Based on the CT (and presentation) I bet her scope also looks horrible. Her epiglottis is super edematous, then the airway begins deviating significantly to her left, and of course right at the glottis and subglottis is where it narrows to like 2-3 mm. Even if the ENT got a decent look at the cords, the pretest probability of being able to pass the cords with even a pedi scope and small ETT is questionable. And of course pharyngeal/laryngeal masses in lifelong smokers are not infrequently friable and bleed like stink, so even doing FOI fully awake, between spasm, bleeding, or worsened swelling you might lose the airway anyway unless you nail it first attempt.
So, with the premise that ENT is absolutely refusing to do an awake trach (which is somewhat understandable considering we’re dealing with a huge pt, no neck, big mass, and deviated airway) .... Based on what
@sevoflurane is saying, this lady is urgent bordering on emergent. Sometimes you have difficult airway masses in perfectly stable people, and then you have difficult airway masses in fatties where the buzz phrase “
can hardly talk” has been mentioned. Taking your time for a 20-30 min slow and thorough topicalization is nice, but it’s not necessarily possible in this situation. Morbidly obese people breathing through a straw tend not to be the most coherent or most cooperative pts for topicalization, nor the best candidates for receiving even mild sedation like precedex.

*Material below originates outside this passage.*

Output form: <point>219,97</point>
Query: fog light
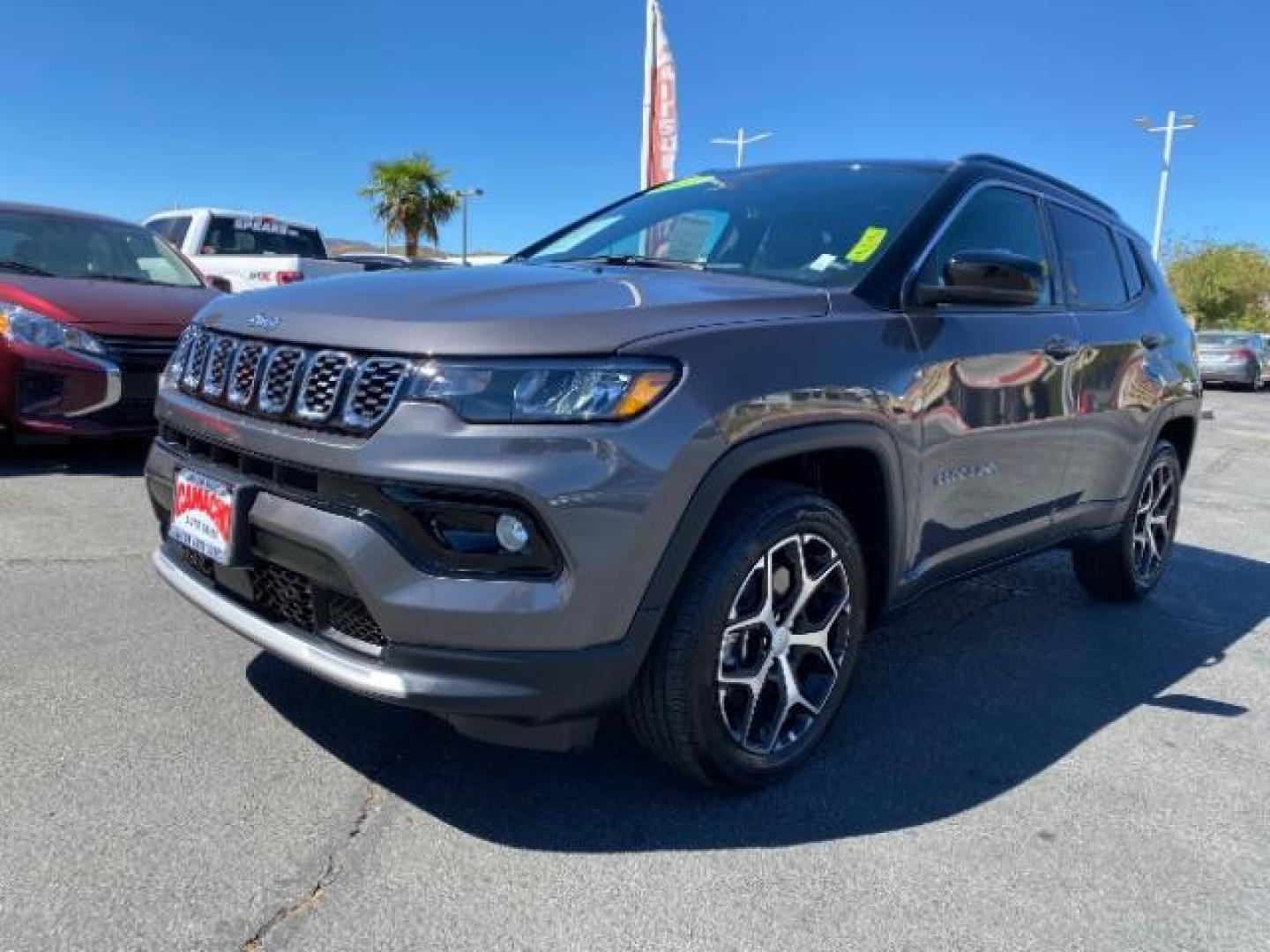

That being said, I would prefer to do it awake with topical, and perhaps with actual eyes on her I could make the assessment that we have more time and she’s cooperative and it’s more feasible than what it sounds like right now on paper. But I would be leaning toward glyco, high flow nasal cannula on (the actual vapotherm at 60L/min and 100% FiO2), reverse trendelenburg, pre-ox, neck prepped. In room: 2nd set of hands, glidescope, pedi fiber loaded up with a 6.0 reinforced, bougie, LMAs, and most importantly, ENT with a rigid bronch ready to connect to an O2 source. I have a pretty high confidence based on the CT (and if the ENT saw glottis on their preop scope) that we’ll be able to get glottic exposure with videolaryngoscopy. So 2 of versed, 100 of ketamine, roc, sugammadex at the ready, prop drip at the ready, then glidescope in, 2nd person drives pedi bronch through cords and sees if 6.0 will pass.
If no dice, ENT jams this down her trachea and we TIVA until the trach is secured.